Il est frappant de constater que l’expansion du sida sur la planète se calque sur le partage des richesses. La situation est dramatique en Afrique, en Amérique du Sud, dans certains pays d’Asie : 92% des malades se trouvent dans les pays pauvres. Cette dimension a été abordée, lors de la dernière fête de l’Humanité, lors d’une réunion de travail organisée dans l’Espace international à l’initiative de l’Association des communistes combattants du sida. Participaient à cette réunion des représentants de pays d’Afrique : Cameroun, Sénégal, Centre-Afrique, Mauritanie, Zaïre... Ce travail, à poursuivre, fait le lien entre l’Europe et l’Afrique, par l’intermédiaire de travailleurs immigrés, vivant en France, en Belgique...soumis à la colonisation, à l’exploitation et victimes du racisme. Une autre forme de coupure dans la société concerne les homosexuels. Elle se manifeste par l’homophobie, qui traduit le refus d’accepter des modes de vie non conformes aux normes dominantes. Là encore une réflexion sur la société devient urgente. Dans le cas des homosexuels, on peut avancer l’idée que leur rejet dans des " niches sociales " (quartiers, lieux, secteurs d’activité...) les conduit à multiplier des relations anonymes et multiples sans protection.

Aborder ces questions - et tenter d’y répondre - exige une conception nouvelle de la vie politique qu’il faudra bien redéfinir ensemble. Ce débat est encore aujourd’hui refusé par ceux qui ont organisé le sidaction cette année. Certaines associations de lutte contre le sida, comme Aides et Act Up, ne développent-elles pas des discours identitaires, communautaristes, à l’encontre de la tradition républicaine ? D’autres associations proposent une réflexion sur ces problèmes, à la recherche de nouvelles formes de lutte, qui associent plus de monde, qui responsabilisent les citoyens en débattant avec eux.

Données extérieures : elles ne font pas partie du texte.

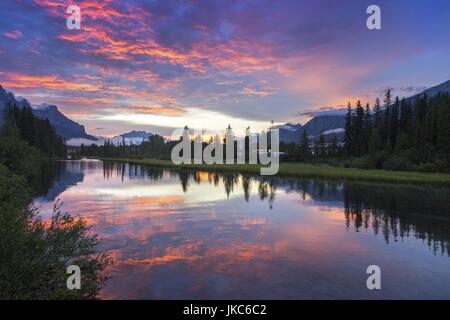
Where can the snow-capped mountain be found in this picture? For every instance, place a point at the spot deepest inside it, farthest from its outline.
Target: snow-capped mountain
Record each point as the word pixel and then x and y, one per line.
pixel 63 126
pixel 129 138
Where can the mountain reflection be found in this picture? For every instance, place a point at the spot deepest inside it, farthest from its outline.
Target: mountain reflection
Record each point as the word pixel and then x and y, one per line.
pixel 393 212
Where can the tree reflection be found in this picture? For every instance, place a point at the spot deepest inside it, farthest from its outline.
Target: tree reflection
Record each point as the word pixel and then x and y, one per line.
pixel 394 212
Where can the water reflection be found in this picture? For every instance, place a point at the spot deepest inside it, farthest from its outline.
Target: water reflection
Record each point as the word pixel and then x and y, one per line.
pixel 190 234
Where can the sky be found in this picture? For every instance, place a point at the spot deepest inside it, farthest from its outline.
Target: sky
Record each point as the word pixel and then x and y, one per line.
pixel 161 65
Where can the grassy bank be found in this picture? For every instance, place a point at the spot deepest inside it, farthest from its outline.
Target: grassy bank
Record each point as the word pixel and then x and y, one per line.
pixel 312 171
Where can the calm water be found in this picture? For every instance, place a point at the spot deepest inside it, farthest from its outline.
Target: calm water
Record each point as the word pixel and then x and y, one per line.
pixel 189 235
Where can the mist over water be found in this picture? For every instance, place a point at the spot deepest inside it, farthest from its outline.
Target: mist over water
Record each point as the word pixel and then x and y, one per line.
pixel 178 234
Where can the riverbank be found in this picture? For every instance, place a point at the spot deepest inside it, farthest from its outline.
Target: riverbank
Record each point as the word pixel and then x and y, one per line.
pixel 303 170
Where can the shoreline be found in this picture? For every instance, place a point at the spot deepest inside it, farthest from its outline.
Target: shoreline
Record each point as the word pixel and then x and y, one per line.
pixel 303 170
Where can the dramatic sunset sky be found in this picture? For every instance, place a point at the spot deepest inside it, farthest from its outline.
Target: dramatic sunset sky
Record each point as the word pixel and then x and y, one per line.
pixel 159 65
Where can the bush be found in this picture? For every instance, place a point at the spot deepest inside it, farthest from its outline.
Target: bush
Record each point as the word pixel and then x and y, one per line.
pixel 398 163
pixel 35 255
pixel 365 162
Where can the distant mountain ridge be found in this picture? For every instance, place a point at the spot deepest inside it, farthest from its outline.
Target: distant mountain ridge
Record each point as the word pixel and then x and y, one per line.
pixel 330 123
pixel 63 126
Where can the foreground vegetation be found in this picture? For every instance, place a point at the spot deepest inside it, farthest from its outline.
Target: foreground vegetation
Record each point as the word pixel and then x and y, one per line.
pixel 35 252
pixel 310 171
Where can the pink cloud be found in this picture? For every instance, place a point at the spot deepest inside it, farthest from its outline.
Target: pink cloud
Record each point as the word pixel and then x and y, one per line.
pixel 16 34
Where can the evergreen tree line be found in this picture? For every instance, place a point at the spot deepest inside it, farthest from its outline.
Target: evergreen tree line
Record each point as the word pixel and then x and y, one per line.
pixel 407 134
pixel 35 131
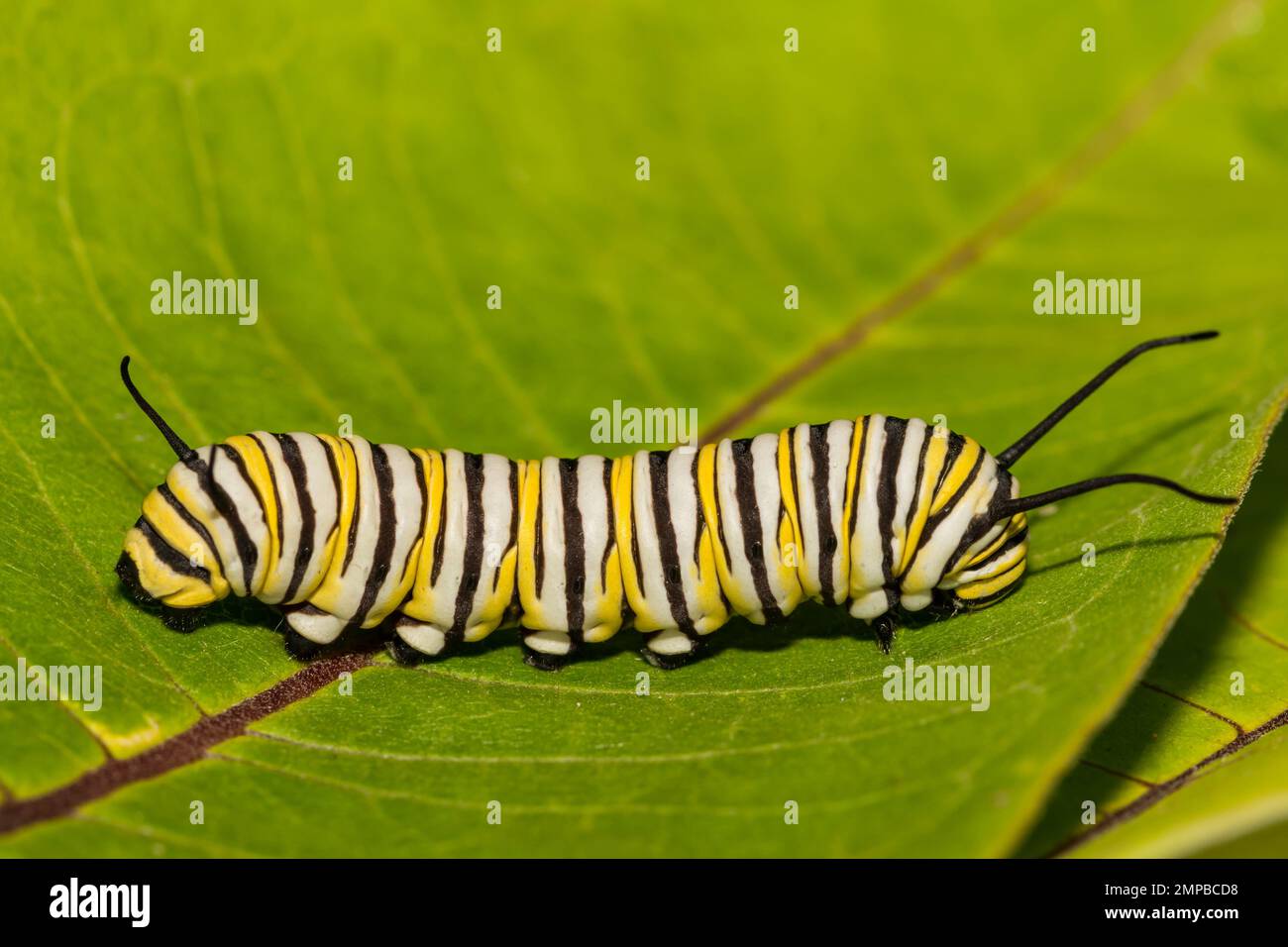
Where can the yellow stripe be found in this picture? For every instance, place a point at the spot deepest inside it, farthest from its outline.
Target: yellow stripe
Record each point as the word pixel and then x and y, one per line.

La crainte d’un échange au grand jour entre tous n’aura sûrement pas d’effet positif. Car si l’Etat doit impérativement prendre ses responsabilités, il ne faut pas renoncer à sensibiliser plus de personnes à une solidarité réelle, à une réflexion politique. Ce qui sera fait contre le sida jouera pour d’autres luttes à venir. On l’a vu pour les hémophiles et les transfusés. La lutte qu’il faut encore développer ne peut faire l’économie de l’ensemble des questions de santé publique - l’amiante cancérigène comme la défense de la sécurité sociale - en termes d’actions convergentes de tous.

* Président de l’ACCS (Association des communistes combattants du sida).